Barry O’Reilly and Gar Mac Críosta begin by pointing out how the worlds of Agile and architecture can’t quite fit together. To resolve this, they introduce a new architectural approach, asserting that by “architecting for antifragility, businesses can gain real agility and deliver systems with a higher level of quality.” They describe the challenges of complex systems and then define an Antifragile Systems Design process, which embraces the complexity in building dynamic systems to guide architects to optimize and balance volatility, uncertainty, complexity, and ambiguity on any project.
The confusion surrounding the role of architecture when aiming for agility isn’t simply a labored talking point — it’s part of the reason Agile initiatives fail and architecture teams are losing influence. As it stands, it appears Agile and architecture are struggling to find a fit. This article considers the possible effects of a third way: agility through “antifragility.” Rather than aiming to control, or to remove control, we should seek to build systems, both technical and business, that aim to be antifragile to change. This allows the production of business and technical architectures that enable agility through design rather than process or mindset. Taking ideas from systems engineering, complexity science, and recent survey data, we explore how the inherent interconnectedness of architecture and agility can be leveraged — via the Antifragile Systems Design process — to make the management of complexity something all organizations can do.
Enterprise Software and VUCA: The Need for a New Approach
The modern business environment is a strange place, if visited by the manuals and best practices of yesteryear. The end of Taylorist management science is, according to some, clearly in view. Indeed, the complexities of the modern world refute the join-the-dots MBA business playbook. The world of VUCA (volatility, uncertainty, complexity, ambiguity) requires a new approach. Disintermediation, globalization, market upheaval, disruption, and technological advance all combine to produce an effect that is difficult to mitigate, impossible to predict, and arduous to detect. The software crisis, first defined in 1968, is entering a new phase, and the consequences of continued shoulder shrugging are becoming ever more serious.

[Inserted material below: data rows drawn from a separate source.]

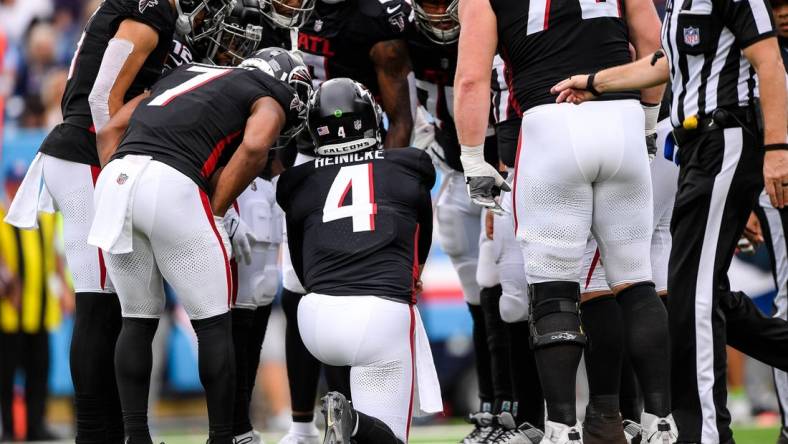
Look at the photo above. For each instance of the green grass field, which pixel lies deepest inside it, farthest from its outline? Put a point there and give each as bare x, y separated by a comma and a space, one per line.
453, 433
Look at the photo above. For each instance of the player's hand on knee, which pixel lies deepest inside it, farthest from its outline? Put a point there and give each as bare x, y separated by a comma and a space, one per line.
775, 176
240, 235
483, 181
218, 221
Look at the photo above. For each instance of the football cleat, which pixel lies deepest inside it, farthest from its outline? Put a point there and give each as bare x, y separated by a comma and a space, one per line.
250, 437
557, 433
340, 418
658, 430
483, 427
294, 438
633, 433
525, 433
783, 438
502, 423
601, 428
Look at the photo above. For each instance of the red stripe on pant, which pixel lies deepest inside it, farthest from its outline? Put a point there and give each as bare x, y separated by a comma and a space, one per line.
94, 172
412, 367
591, 269
206, 204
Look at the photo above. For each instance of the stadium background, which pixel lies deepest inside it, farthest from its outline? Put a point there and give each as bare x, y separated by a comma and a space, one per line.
37, 39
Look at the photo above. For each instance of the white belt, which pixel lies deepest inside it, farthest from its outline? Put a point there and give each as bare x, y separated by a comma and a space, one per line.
32, 197
114, 200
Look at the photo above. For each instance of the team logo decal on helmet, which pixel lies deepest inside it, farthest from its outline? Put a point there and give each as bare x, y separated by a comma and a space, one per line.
288, 67
438, 20
145, 4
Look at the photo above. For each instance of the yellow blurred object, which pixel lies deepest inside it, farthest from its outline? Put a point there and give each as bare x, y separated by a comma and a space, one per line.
690, 122
32, 254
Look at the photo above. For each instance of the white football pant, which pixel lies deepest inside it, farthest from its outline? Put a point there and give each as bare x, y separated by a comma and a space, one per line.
375, 337
584, 168
71, 186
174, 237
664, 179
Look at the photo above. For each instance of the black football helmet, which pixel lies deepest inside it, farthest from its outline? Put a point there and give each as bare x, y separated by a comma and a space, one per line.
438, 20
221, 32
286, 66
287, 13
343, 117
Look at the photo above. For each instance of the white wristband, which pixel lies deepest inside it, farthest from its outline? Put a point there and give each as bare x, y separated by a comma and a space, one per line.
652, 115
472, 158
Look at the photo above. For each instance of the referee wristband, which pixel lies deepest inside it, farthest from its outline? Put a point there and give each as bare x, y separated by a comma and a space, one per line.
590, 84
775, 146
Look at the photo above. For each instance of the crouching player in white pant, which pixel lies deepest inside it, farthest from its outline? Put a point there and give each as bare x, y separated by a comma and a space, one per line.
255, 224
359, 224
156, 220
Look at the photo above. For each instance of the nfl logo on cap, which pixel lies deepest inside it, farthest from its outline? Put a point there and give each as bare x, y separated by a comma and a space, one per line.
692, 36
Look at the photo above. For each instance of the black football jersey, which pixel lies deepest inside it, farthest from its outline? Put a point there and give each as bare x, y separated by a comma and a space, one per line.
546, 41
337, 38
360, 224
100, 29
195, 117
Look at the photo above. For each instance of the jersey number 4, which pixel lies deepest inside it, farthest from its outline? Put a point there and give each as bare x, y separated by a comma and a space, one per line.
363, 208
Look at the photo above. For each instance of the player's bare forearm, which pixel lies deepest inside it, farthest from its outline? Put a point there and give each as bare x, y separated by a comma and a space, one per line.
109, 137
478, 41
144, 38
765, 58
249, 159
392, 65
640, 74
647, 72
644, 30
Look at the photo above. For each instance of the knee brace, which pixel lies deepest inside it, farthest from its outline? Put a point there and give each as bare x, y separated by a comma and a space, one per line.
555, 314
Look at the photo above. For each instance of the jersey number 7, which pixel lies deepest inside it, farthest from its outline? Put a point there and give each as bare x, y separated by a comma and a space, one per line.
205, 74
359, 179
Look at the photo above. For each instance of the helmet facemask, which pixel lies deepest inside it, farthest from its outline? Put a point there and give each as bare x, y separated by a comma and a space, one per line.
439, 27
288, 13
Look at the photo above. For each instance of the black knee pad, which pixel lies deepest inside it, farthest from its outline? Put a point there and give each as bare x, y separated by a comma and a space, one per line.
290, 300
555, 314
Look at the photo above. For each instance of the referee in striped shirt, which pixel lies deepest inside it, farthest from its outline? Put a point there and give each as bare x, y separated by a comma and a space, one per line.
729, 118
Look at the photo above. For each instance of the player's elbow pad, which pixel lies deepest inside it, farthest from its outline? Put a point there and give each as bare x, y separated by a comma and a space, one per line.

Witness the growth of the Agile industry, with its ceremonies, high priests, and rituals. It has, quite rightly, found the zeitgeist: the decline of management science and the pseudo-scientific pretense of order in the domain of complex human systems. This is what causes Agile mysticism; we know that waterfall will not work, so we reject it based on past experience but do not replace it with anything demonstrably better. This creates the gap for “snake oil.” The diagnosis of the multiple failings of waterfall is completely correct; yet the results of the Agile cure do not seem to bear the weight of investigation.
A 2017 report of 300 UK-based CIOs demonstrates the problem: 21% of Agile projects end in complete failure (i.e., nothing delivered), and 68% of CIOs want to see more architects involved in Agile projects. Moreover, the projected cost of Agile failure is 37 billion British pounds (US $48 billion). Yet, a recent IASA Global survey reveals that over 75% of 260 responding organizations are implementing some form of Agile practice, and 50% are implementing Agile-at-scale. However, less than 50% of all respondents have integrated architecture into their Agile process.
In an environment where both inflexible and unstable software can lead to business failure, modern businesses need both the flexibility espoused by Agile practitioners and the rigor of more structured systems engineering methodologies. This contention is the source of much debate and confusion between the Agile and architecture camps and requires an alternative architectural approach. Thus, we propose that by architecting for antifragility, businesses can gain real agility and deliver systems with a higher level of quality. NYU Distinguished Professor Nassim Nicholas Taleb describes an antifragile system as one that gains from disorder; a system that becomes stronger when exposed to stressors (even unpredictable or unknown stressors). An antifragile system is by definition agile and resilient.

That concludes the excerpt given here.